In the last 25 years or so there has been an awareness about Indian art and culture and it's not just awareness, a sense of pride has also developed in being able to connect yourself to a certain culture source. This happened with the popularity of great artistes like Ravi Shankar, who popularised Indian music beyond Indian shores. Then the Beatles were influenced, Peter Gabriel started to do Indian music. Suddenly, India realised that there must be something special about this art form because everywhere in the world they love it, they want to study it, they want to come to India to hear and explore it. That made this shift and acceptance possible. It's almost like Indian cricketers when they win outside, they come back home as heroes. Similarly, Indian musicians had to become well known outside of India to be accepted as heroes and great masters in India. It's sad but it happened that way. But now the music is accepted by everybody as something very special, unique and culturally important. Everyone supports it, listens to it and it has become a very respectable art form and that's good.
Q : You grew up listening to a lot of Indian film or what's now better known as Bollywood music. How did that impact your work?
A : It allowed me to be a little bit more free in my experimentation of tabla. If I had not done Bollywood, I would have probably stayed strictly with what I had learnt about this instrument, not actually ventured to find out what this instrument is capable of. When I was working with people like R D Burman, I saw how they used the tabla to inject energy into a song, to make it more lilting, watching that helped me experiment a little but more. So, yes Bollywood helped me a lot, it enabled me to be more open-minded about my creativity.

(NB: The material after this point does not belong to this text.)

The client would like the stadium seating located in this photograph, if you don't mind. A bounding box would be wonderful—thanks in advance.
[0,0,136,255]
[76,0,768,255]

Q : You have 145 albums, thousands of concerts to your credit. From movies to television commercials you have done it all. You are composing music, teaching it at Princeton, then travelling all the way from Manipur to Ukraine. Having achieved all of this, what's the next big challenge for you?
A : As you just mentioned, finding those musical voices is the big challenge. I want to find more voices from India. I take pride in being an Indian and in all things Indian. I brought Vinayak Ram to America, to Europe and introduced him to the world as a great percussionist from South India. I brought his son Selva Ganesh and many other drummers who I found in so many parts of India right from the South to the East. I am looking for more talents like them. I believe the drum culture hasn't been explored fully. We have been so tied up in sarods, sitars and violins that we haven't fully explored our drum culture. I feel that's what I want to do: discover it, explore it, find it and expose listeners across the world to it. I hope that will create a whole new way of looking at it.
Q : I know we are running out of time, but I'd like to quickly get an answer to this one....
You usually go to a concert without a script of sorts, there are no rehearsals
Zakir (interrupts and laughs) Sounds like a Bollywood movie, doesn't it?
Q : Absolutely. Now when you perform in say Tokyo or Singapore or Mumbai or Dubai, how do you gauge the audience reaction and give them what they want?
A : Indian music is a very interactive form of music, so within the first five minutes we know what the listeners want. Eye contact with the audience helps determine what the audience wants. In India, we don't have to worry about that. There we get connoisseurs and students of Indian music, whereas when we perform abroad, we establish a connection with the audience and then experiment with the style.
Q : I assure you this is the very last one - would you also say there is this universal sound of music that audiences everywhere respond to?
A : I think the universal sound is the throb of the rhythm, everything else just sits on top.